Le pape François ne pourra ouvrir ces chantiers sans rallier d’autres ouvriers à cette tâche. Nous attendons donc la nomination des différents responsables des conseils de la curie – exemple-type, jusqu’à présent, d’un pouvoir religieux occulte et sectaire, déconnecté de la base. Ce sera le test révélateur de ses intentions et motivations. Aura-t-il le courage de nommer des laïques à ces postes? Travaillera-t-il à redonner aux Églises locales plus d’autonomie et la possibilité de choisir leurs évêques, rompant ainsi avec le modèle pyramidal que, de toute évidence, il exècre?
Le pape François a aussi montré des signes encourageants d’ouverture au monde, qui rompent avec la représentation de l’Église portée par son prédécesseur, celle d’une forteresse assiégée protégeant un trésor dont le monde moderne serait indigne parce que sécularisé. Cela ne veut pas dire qu’il doive suivre l’air du temps, mais plutôt engager le dialogue avec les forces vives de la société, en étant attentif à l’esprit de Dieu qui souffle dans le monde; écouter le cri des pauvres et de la Terre; rendre sa dignité à l’humanité jetable et superflue que « fabrique » à la chaîne notre société technicienne et capitaliste; témoigner d’une transcendance enracinée dans la condition humaine; être la voix des sans-voix.
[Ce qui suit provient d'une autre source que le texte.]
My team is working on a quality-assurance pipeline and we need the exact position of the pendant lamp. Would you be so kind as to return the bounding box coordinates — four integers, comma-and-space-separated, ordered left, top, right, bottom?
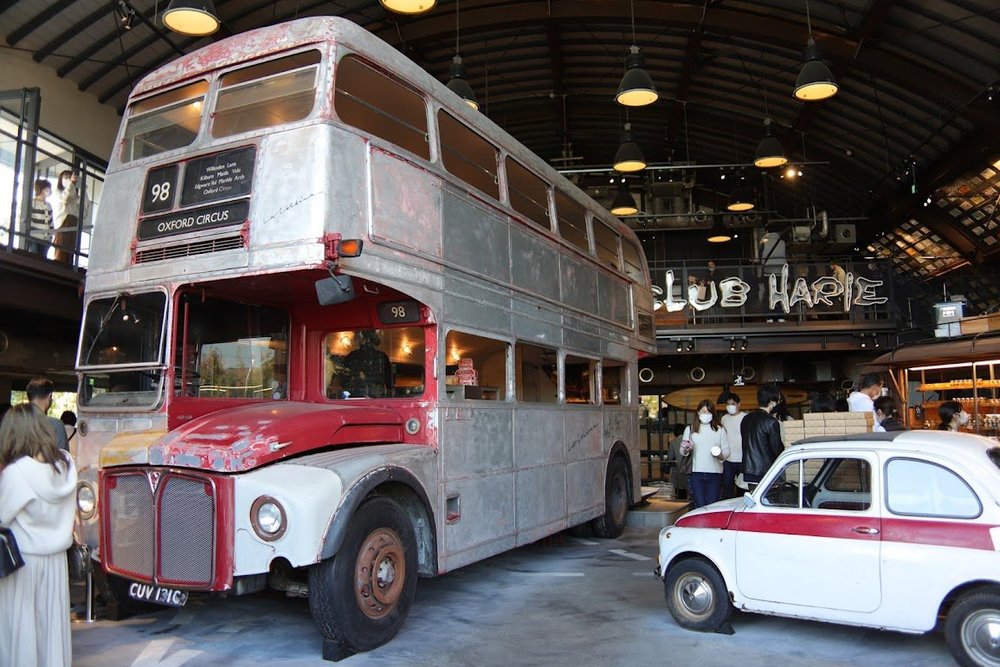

Suivre simplement les traces de Jésus. Ne pas le faire serait, pour l’Église catholique, faire le vide autour de soi, encourageant un ritualisme infantilisant, une mentalité soumise, une spiritualité désincarnée. Dans une entrevue qu’il donnait peu avant le conclave, Bergoglio ne disait-il pas : « si l’Église demeure refermée sur elle-même, autoréférentielle, alors elle dépérit »?
L’Église-peuple de Dieu, comme le monde actuel, n’ont pas besoin d’un pape doctrinaire, agissant comme propriétaire de la vérité, qui joindrait sa voix aux élites économiques et politiques qui maintiennent la population sous le joug de la résignation – au nom du « marché » ou de la « loi de Dieu », qu’importe. Mais d’un pèlerin de l’Évangile, équipé de l’amour de Dieu et du monde comme boussole, entraînant l’Église tout entière à sa suite hors les murs des pouvoirs, dans les quartiers malfamés de la vie, fragile et souffrante, pour y planter sa tente, accomplissant le rêve du poète et évêque brésilien Pedro Casaldáliga : « Moi, pécheur et évêque, je me confesse / de rêver d’une Église / vêtue seulement de l’Évangile et de sandales. »
Lorsqu’il était archevêque de Buenos Aires, Jorge Mario Bergoglio vivait dans un modeste appartement d’un quartier populaire – comme avant lui Dom Hélder Câmara, évêque de Recife, au Brésil, qui avait laissé son palais épiscopal pour habiter dans un bidonville, ou encore Pedro Casaldáliga, qui vit toujours dans une petite maison au milieu de son peuple amazonien, même s’il est menacé de mort par des latifundistes qui n’apprécient guère sa solidarité avec les peuples autochtones. Maintenant qu’il est évêque de Rome, osera-t-il le faire? Osons le croire.